Vance accused European leaders of using “Soviet-era words like misinformation and disinformation” to suppress dissenting ideas — rather than engaging in debate with their own people to figure out what they are fighting for.
“I believe deeply that there is no security if you’re afraid of the voices, the opinions and the conscience that guide your very own people,” he said, adding there’s “nothing” Europe can do for the US if it is “afraid” of its citizens.
Vance also brushed off concerns from European leaders about tech billionaire Elon Musk engaging in their own political debates on the continent.
“If American democracy can survive 10 years of Greta Thunberg scolding, you can survive a few months of Elon Musk,” he said of the 22-year-old environmental activist from Sweden.
The vice president went on to call out Romania for canceling its elections due to concerns about Russian interference, religious persecution in Europe, cases where those praying in front of abortion clinics were fined thousands and the Munich Security Conference banning populist lawmakers from taking the stage.

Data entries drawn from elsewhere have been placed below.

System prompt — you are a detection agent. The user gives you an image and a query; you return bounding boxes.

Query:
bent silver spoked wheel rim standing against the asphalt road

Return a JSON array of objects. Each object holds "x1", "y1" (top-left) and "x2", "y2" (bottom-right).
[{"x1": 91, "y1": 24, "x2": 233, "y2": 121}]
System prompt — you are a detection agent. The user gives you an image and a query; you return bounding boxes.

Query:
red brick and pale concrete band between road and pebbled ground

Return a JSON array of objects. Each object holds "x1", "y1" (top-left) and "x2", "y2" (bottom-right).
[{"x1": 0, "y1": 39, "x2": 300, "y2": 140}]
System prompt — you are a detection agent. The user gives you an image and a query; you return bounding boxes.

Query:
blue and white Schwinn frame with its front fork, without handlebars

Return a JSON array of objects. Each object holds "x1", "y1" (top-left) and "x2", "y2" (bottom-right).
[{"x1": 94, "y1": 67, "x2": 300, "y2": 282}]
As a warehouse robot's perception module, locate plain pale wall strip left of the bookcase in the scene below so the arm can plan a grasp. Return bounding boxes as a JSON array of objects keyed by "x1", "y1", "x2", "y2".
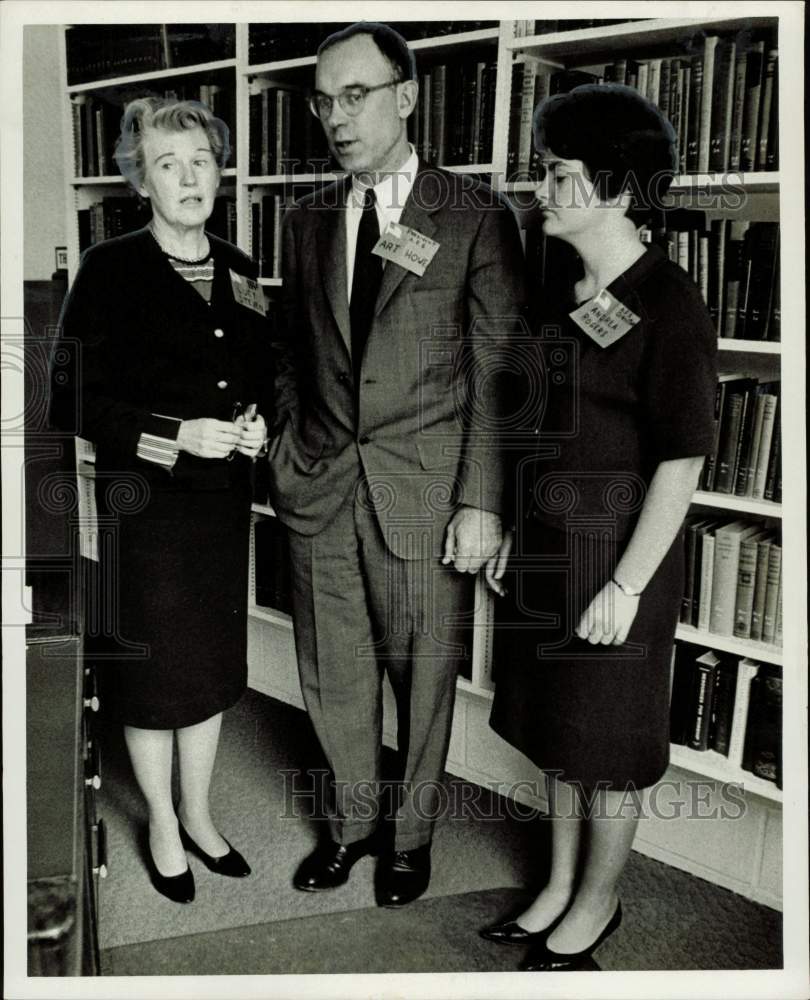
[{"x1": 23, "y1": 25, "x2": 67, "y2": 281}]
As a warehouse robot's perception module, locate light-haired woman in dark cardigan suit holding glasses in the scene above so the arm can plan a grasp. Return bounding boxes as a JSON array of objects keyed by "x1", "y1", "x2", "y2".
[{"x1": 53, "y1": 98, "x2": 271, "y2": 903}]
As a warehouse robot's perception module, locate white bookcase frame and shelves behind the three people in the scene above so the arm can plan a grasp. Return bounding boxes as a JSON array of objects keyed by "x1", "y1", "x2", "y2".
[{"x1": 61, "y1": 17, "x2": 782, "y2": 906}]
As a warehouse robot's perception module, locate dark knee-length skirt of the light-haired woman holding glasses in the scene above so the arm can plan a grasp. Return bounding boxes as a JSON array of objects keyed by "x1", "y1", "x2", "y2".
[{"x1": 86, "y1": 482, "x2": 251, "y2": 729}]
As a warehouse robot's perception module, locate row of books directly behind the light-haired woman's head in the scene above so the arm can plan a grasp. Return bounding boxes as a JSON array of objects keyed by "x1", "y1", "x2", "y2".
[{"x1": 71, "y1": 83, "x2": 236, "y2": 177}]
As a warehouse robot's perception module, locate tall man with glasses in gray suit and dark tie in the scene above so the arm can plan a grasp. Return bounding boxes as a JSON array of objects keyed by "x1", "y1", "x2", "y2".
[{"x1": 269, "y1": 23, "x2": 523, "y2": 906}]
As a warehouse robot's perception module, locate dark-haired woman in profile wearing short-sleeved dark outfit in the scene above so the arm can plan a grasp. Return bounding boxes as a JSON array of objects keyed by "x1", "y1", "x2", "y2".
[{"x1": 482, "y1": 86, "x2": 716, "y2": 970}]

On Russian interference in Romania, Vance downplayed the concerns that led to the canceling of elections, saying, “if your democracy can be destroyed by digital advertising from a foreign country, it wasn’t very strong to begin with.”
Former Romanian President Klaus Iohannis had declassified intelligence documents showing hundreds of TikTok accounts were created in the weeks before the election, and intelligence officials had said Russia was the “enemy state” behind the accounts trying to influence the election.
Vance also said there is “nothing more urgent” than countering the issue of mass migration that has come to Europe, which took on new urgency after an Afghan migrant drove through a crowded street in Munich on Thursday, injuring 30 people.
“Almost one in five people living in this country moved here from abroad. That is, of course, an all time high,” he said. “It’s a similar number, by the way, in the United States, also an all time high.”
“And we know the situation. It didn’t materialize in a vacuum. It’s a result of a series of conscious decisions made by politicians all over the continent and others across the world over the span of a decade. We saw the horrors wrought by these decisions yesterday in this very city,” he said, referring to the attack.
Vance stressed that voters didn’t cast ballots for so many unvetted migrants to enter Europe, but they do care about their dreams and their safety.
“How many times must we suffer these appalling setbacks before we change course and take our shared civilization in a new direction?” he asked.
In 2022, 5.1 million migrants came to the continent from non-EU countries — more than double the 2.4 million that entered in 2021.
Russia’s war of aggression had also caused millions of Ukrainians to flee into Europe.
Turning to US politics, Vance further slammed former President Joe Biden for partnering with social media companies to censor “misinformation” — including the claim, now backed by several US agencies, that the virus causing COVID-19 likely leaked out of a lab in Wuhan, China.
“In Washington, there’s a new sheriff in town,” he said. “Just as the Biden administration seemed desperate to silence people for speaking their minds, the Trump administration will do precisely the opposite, and I hope that we can work together on that.”